Percentile rankings: Percentile rankings included in the indicator charts were calculated by arranging in order all unique values for a given indicator across California, identifying the position of that geography within that ordered set of values, and dividing that position by the total number of unique values (i.e., # rank/total unique values). Often, the direction of this ranking needed to be flipped so that an indicator that demonstrates an undesirable health characteristic (e.g., homelessness) displays a percentile that is low if that undesirable characteristic is high and a high percentile if that undesirable characteristic is low for the selected region, for example. This was done by subtracting the percentile calculation described above by 1.

Imprecision: Some estimates included in the dashboard are imprecise or "unstable". These are denoted by an asterisk next to the indicator value. An unstable estimate means that there is too little data for that geographic region to be certain that this measurement is accurate. These estimates are still valuable as a marker of an approximate value for this region but should not be used to make programmatic or policy decisions.

Data limitations:

Regions with no data. Many of the data sources include some geographic regions for which there is no data. This is often due to the area having a small population. Regions on the map for a specific indicator that are greyed-out indicate no data is available.
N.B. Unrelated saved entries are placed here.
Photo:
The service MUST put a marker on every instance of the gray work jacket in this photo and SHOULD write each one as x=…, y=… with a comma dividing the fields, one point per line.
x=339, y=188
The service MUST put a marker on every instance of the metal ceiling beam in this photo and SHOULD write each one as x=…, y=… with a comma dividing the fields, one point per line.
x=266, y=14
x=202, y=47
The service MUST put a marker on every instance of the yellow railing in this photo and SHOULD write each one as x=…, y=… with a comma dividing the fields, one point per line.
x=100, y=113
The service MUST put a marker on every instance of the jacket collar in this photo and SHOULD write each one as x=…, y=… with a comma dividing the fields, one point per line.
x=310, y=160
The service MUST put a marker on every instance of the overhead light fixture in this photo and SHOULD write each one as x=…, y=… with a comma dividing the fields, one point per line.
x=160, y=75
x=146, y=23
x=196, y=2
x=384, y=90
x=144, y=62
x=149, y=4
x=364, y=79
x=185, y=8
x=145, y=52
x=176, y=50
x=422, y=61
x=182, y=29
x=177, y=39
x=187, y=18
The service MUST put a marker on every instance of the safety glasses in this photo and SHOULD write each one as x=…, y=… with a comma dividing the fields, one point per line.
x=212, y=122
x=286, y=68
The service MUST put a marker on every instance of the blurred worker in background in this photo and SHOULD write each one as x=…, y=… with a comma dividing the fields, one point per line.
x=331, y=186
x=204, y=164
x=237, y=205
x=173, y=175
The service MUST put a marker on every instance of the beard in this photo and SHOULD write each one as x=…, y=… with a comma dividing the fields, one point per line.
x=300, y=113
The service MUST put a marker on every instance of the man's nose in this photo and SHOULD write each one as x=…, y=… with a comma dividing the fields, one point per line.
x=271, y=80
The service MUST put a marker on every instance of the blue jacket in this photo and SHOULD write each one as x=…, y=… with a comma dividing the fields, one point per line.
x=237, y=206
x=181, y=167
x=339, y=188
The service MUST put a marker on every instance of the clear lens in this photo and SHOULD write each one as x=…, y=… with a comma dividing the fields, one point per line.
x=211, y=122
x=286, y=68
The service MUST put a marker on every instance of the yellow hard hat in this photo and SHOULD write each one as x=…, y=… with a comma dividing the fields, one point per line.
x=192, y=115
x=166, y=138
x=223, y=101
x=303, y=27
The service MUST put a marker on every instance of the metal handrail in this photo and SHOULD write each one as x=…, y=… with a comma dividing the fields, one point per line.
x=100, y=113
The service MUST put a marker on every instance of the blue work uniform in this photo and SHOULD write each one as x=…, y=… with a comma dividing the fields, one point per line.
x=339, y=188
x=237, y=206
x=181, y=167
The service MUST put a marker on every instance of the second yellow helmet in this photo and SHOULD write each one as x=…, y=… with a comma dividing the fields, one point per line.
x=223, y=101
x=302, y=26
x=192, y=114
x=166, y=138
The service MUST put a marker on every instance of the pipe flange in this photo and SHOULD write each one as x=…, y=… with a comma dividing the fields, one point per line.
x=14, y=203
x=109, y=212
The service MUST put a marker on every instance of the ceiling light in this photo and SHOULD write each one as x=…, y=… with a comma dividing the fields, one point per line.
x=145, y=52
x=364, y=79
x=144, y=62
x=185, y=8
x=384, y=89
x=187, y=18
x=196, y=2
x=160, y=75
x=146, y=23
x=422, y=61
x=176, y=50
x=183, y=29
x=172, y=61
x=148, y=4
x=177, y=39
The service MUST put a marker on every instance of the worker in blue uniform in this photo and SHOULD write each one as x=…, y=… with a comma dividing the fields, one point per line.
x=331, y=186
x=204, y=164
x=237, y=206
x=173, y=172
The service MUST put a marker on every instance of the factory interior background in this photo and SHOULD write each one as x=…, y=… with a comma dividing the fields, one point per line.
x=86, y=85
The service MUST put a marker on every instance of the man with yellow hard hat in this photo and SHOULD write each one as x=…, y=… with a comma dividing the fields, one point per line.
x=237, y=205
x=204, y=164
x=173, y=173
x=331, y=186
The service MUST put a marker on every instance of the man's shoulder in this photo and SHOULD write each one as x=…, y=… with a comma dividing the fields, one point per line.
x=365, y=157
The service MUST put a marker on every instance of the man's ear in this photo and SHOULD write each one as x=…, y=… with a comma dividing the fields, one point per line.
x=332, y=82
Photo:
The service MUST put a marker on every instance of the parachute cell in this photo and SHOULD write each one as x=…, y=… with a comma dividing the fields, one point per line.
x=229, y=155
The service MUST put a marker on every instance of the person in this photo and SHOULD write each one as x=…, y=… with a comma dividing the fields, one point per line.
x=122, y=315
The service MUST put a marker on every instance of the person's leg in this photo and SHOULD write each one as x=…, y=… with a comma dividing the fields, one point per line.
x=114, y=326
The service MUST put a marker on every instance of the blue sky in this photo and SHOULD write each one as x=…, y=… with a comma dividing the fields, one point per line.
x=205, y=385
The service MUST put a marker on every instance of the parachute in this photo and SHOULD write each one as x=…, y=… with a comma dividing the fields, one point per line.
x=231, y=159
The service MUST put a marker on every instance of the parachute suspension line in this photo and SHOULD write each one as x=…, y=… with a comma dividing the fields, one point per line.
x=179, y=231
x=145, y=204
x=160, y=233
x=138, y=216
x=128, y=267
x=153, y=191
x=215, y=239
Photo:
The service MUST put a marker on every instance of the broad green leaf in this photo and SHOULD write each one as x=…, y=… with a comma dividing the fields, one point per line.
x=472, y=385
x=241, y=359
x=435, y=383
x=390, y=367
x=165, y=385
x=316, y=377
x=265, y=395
Race/ethnicity and gender subgroups. When the data source allows, indicators can be broken down by race/ethnicity and gender. We want to acknowledge that the definitions and categories for these groups are based entirely on those which are used and available from the data source. Nearly all data sources do not include nonbinary gender categories and do not differentiate between sex assigned at birth and gender; there is still a great need for improving measurement of gender in census and surveillance data. Similarly, many of the data sources use broad race/ethnicity categories that often align with those used in the census; more nuanced data on race and ethnicity is needed.